Court monitoring is just a small part of the WLC’s work, which includes impact litigation, legal aid, advocacy, and outreach. The office is small, friendly, and relaxed, with plenty of staff parties where I’ve gotten to sample South African treats. While the office environment is laid back, WLC attorneys work incredibly hard, and do meaningful work on a wide range of issues, from reproductive rights to sexual offences to women’s rights under customary law. Right now, the WLC is focusing a lot of its energy on combating corrective rape, a practice in which a man attempts to “cure” a lesbian of her sexual orientation by raping her. To address this practice, the WLC is attempting to establish the practice as a hate crime, and to ensure that offenders are prosecuted to the full extent of the law.
I work closely with the three other interns, and we’ve been lucky enough to receive many meaningful, substantive assignments. One of my first assignments was researching arguments through which the state may be held vicariously liable for the actions of police rapists. This assignment allowed me to research tort policy, the South African Constitution, and South Africa’s international obligations. At the moment, I’m working on an outreach strategy to encourage mothers to report paternal incest of their daughters to the police; mothers are often hesitant to report this crime because they are fearful of the economic insecurity that will result from their husband or partner being jailed for his actions. For this project, I’ve gone beyond legal research, examining cultural factors that allow child sexual abuse to continue and policy initiatives that have combated this abuse.
While my work at the WLC has largely been based in the office, last week I attended a march that protested the lack of female condoms in South Africa, and other interns have visited outreach sessions with sex workers in Cape Town. All in all, I’ve been really happy with the work I’ve done at the WLC; not only do I appreciate the mix of legal and policy research, but I truly feel like my work is making a difference here at the WLC.

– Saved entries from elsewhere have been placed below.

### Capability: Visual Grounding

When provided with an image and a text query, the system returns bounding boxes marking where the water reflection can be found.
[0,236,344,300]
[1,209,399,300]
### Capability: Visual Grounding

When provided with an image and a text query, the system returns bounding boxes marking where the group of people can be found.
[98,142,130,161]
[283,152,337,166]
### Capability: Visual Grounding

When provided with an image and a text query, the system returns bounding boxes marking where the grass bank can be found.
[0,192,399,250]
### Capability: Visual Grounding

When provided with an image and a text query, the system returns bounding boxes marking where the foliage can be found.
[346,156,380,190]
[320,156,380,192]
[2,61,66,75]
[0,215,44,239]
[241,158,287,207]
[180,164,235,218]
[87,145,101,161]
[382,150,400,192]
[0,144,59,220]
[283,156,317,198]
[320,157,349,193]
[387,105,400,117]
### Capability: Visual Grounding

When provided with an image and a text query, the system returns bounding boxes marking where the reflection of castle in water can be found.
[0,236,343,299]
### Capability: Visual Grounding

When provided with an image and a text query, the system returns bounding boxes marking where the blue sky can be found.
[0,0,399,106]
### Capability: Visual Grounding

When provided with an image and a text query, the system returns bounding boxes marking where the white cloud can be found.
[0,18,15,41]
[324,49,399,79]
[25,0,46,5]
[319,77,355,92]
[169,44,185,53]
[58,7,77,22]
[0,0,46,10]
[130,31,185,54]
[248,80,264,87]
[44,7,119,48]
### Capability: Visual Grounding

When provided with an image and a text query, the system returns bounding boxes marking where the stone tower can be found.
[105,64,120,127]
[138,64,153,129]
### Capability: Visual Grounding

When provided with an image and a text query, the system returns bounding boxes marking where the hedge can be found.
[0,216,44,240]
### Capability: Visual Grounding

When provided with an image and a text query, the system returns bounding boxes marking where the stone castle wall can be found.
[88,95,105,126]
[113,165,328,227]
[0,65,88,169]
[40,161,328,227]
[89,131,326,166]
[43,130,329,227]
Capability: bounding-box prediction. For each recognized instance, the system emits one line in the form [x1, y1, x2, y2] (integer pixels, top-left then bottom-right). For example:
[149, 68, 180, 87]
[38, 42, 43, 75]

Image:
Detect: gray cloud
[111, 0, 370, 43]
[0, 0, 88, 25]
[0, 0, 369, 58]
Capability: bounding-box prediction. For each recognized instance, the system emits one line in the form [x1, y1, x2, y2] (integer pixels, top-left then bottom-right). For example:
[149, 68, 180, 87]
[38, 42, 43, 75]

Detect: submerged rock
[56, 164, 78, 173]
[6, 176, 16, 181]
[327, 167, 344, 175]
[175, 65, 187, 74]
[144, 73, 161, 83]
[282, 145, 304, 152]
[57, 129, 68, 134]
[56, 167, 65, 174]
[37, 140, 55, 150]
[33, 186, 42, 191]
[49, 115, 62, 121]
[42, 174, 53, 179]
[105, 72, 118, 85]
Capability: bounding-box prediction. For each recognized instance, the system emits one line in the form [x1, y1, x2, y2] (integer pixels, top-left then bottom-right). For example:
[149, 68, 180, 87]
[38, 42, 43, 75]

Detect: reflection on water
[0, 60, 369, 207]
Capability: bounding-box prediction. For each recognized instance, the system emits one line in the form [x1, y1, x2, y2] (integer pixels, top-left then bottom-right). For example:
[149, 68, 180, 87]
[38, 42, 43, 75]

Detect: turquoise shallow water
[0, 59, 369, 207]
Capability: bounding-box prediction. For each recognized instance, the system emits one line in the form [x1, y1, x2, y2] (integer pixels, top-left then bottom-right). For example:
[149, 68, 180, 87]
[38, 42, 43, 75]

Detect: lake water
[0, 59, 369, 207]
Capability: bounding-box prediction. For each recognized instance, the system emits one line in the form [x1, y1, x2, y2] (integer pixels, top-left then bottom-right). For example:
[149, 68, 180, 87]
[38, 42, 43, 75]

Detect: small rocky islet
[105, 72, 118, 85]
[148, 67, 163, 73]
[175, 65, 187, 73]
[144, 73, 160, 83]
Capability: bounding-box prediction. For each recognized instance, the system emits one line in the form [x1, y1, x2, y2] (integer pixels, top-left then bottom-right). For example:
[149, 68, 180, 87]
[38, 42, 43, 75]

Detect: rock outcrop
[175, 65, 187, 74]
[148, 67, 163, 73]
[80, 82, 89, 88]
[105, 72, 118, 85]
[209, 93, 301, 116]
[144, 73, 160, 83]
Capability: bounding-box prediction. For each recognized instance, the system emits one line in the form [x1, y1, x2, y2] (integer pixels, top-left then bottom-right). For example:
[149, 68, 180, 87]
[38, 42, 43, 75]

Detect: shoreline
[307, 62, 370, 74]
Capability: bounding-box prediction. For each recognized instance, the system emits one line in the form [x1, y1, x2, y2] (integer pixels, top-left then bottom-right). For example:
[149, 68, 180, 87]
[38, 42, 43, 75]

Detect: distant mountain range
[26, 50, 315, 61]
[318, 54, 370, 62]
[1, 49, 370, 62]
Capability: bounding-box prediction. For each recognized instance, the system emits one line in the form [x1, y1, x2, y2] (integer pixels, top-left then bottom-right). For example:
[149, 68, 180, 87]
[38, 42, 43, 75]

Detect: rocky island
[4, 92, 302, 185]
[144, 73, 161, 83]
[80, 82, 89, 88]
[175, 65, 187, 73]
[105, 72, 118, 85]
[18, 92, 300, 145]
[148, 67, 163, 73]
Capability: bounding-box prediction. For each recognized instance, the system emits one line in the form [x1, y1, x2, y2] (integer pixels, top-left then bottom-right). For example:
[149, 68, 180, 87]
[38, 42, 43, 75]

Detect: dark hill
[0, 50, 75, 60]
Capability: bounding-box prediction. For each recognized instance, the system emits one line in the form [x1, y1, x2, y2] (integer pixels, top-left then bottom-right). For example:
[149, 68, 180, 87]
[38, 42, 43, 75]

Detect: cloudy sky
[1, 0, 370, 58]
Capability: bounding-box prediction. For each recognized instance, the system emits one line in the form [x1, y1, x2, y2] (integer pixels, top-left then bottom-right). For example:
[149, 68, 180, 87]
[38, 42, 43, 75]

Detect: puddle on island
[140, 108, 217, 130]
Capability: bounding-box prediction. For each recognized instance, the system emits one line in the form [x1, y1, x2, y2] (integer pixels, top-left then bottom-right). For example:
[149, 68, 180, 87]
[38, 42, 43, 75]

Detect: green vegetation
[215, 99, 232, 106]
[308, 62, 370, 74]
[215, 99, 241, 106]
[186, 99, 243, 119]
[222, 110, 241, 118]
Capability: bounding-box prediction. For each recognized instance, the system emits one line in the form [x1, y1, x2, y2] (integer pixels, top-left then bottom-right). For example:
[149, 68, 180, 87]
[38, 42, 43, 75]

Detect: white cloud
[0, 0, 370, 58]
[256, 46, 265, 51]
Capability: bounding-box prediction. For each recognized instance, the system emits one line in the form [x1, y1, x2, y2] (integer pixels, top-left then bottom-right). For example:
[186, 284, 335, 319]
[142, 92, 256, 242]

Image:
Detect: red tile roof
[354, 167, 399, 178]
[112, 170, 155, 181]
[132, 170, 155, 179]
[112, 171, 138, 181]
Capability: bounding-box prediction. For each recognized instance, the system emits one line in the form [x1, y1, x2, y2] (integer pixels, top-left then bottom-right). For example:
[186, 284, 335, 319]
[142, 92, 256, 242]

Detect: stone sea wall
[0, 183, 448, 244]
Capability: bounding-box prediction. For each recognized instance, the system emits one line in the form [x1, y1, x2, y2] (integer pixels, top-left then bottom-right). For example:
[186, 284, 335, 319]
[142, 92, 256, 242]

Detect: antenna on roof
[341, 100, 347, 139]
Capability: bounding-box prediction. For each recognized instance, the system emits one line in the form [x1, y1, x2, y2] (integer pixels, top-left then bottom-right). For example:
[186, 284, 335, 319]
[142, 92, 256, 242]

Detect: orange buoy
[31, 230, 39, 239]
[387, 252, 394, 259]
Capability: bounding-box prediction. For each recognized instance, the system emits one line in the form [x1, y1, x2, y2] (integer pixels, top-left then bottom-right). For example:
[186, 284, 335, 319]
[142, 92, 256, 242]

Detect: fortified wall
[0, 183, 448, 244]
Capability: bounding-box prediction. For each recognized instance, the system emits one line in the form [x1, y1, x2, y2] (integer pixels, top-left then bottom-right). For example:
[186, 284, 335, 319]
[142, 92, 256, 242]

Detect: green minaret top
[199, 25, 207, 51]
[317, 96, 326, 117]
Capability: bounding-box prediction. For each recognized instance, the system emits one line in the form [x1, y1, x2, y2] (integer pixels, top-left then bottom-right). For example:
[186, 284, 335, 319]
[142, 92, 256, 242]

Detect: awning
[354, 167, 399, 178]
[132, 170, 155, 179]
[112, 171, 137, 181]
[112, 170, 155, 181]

Outside of work, I’ve tried to experience all I can in Cape Town and around South Africa. Some of the highlights so far have been a Cape Malay cooking class (the traditional Muslim cuisine in Cape Town), a visit to an ostrich farm, and a full moon hike. (Here’s a photo from the hike- Note the WLA shirt!) Coming next: A safari in Kruger National Park, a tour of the winelands, and a visit to the Cape of Good Hope, where the Indian and Atlantic Oceans meet. It’ll be tough to leave this beautiful city in a few weeks, but I’m looking forward to seeing my family and friends and getting in some beach time before the start of EIP.